The surprise is that the reaction against the Trump presidency was so muted. There were a handful of films – Make America White Again (2020), Trump vs The Illuminati (2020) and This Was America here. This is in contrast to the presidency of George W. Bush, which was followed by the enormous success of Michael Moore’s Fahrenheit 9/11 (2004) and the swathe of politicised documentaries that came in its aftermath.

Where was the Fahrenheit 9/11 of the Trump era, I kept asking? Certainly, Michael Moore did release Fahrenheit 11/9 (2018) but it was nowhere near the huge hit its predecessor was. It is possible that some people feared the government’s reach such that they were scared of reprisals/censorship if they did make speak up. Remember how The Hunt (2020) was yanked from theatrical release because of its satiric depiction of conservatives being hunted by liberals after Trump damned it (without having seen it). Or perhaps in that most film these days has moved to streaming platforms, it might be that people found it hard to sell highly politicised works.

This Was America feels like an anti-Trump film that came out far too late in the game. It was released in October 2020, only three weeks before the election that threw Trump out of office. In fact it comes out sufficiently late in the game that the opening credits can make reference to Trump refusing to leave office and hand the reigns over to Joe Biden, which was being much speculated about in the run-up to the election.
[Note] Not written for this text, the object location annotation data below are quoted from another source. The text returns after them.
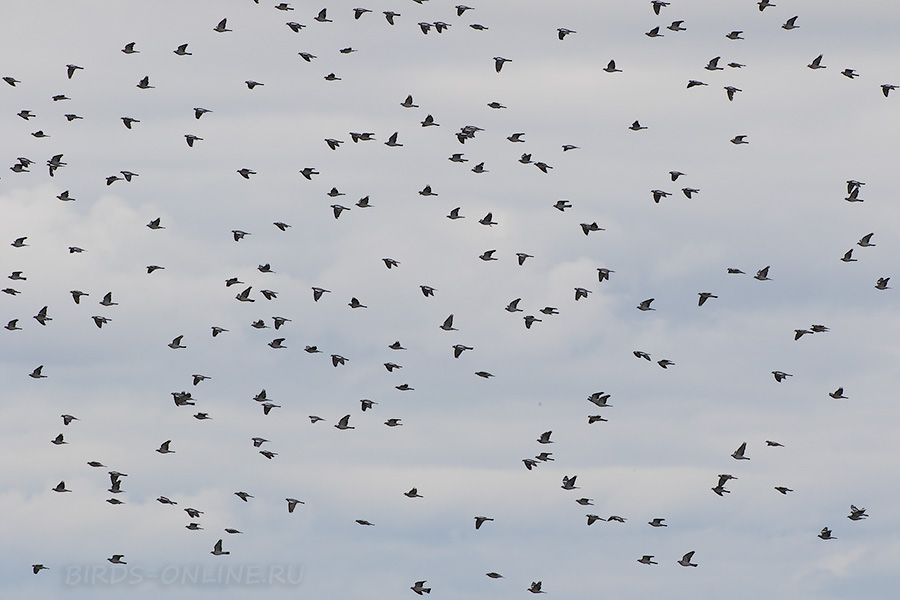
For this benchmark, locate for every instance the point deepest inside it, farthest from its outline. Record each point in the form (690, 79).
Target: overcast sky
(777, 201)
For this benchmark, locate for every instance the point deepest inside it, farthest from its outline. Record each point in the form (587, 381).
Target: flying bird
(739, 453)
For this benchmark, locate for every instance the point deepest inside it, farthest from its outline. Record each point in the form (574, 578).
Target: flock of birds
(599, 400)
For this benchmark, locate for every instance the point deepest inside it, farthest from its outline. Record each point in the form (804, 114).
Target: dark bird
(739, 453)
(704, 296)
(498, 62)
(816, 63)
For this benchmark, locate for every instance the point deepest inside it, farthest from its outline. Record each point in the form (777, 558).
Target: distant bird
(704, 296)
(600, 399)
(498, 62)
(611, 67)
(645, 305)
(866, 241)
(107, 300)
(587, 228)
(658, 194)
(713, 64)
(857, 514)
(739, 453)
(217, 548)
(42, 317)
(458, 349)
(419, 588)
(816, 63)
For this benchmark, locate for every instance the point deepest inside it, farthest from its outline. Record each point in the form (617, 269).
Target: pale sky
(777, 201)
Father and daughter Simon Phillips and Caylin Turner in This Was America (2020)
Father and daughter Simon Phillips and Caylin Turner

My disappointment with This Was America was that for a film that gives the impression it sets out to tackles the Trump presidency full-on, it very rarely engages with any political debate about the manifold crimes of the Trump White House. The only real one it tackles is a non-issue. It gets irate about the issue of illegal immigrants being deported – however this seems the wrong issue to take up given that deportation of illegals has been US government policy for decades before Trump came into power. Certainly, the film creates speculative technology about id chip bracelets used for tacking and a dystopian sense of ever-present fear where people are encouraged to turn in undocumented persons.

The bulk of the story is taken up with the father and daughter on the run. This feels like a series of generic tropes from almost any Dystopian Film that frequently feature plots with two lovers on the run from a cruel system. Variants on the trope appear in everything from various versions of Nineteen Eighty-Four (1949) through Fahrenheit 451 (1966) and THX 1138 (1971) to Logan’s Run (1976), Equilibrium (2002) and The Humanity Bureau (2017). This shuffles around a series of well-worn tropes about fugitives on the run and there is little more to it as a story than that. What I was expecting was some kind of devastating/blistering attack on the Trump White House but this never comes. At least Simon Phillips and Caylin Turner strike up a likeable rapport on screen – the restaurant scene where he is pretending to be mute is particularly amusing.

The other weird thing is that for an anti-Trump film, This Was America was actually made in Canada. The lead actor is British, while the director and most of the rest of the cast is Canadian. Even though the landscape being travelled through is supposed to be America, the cars have Ontario plates, the phone numbers in the background come with a 416 area code (Toronto area) and we can see maple leaf signs on the various brands in the background.

Canadian director/producer Jamie Bailey had previously made a couple of documentaries. He had previously collaborated with British actor, director and producer Simon Phillips on the tv series Age of the Living Dead (2018- ).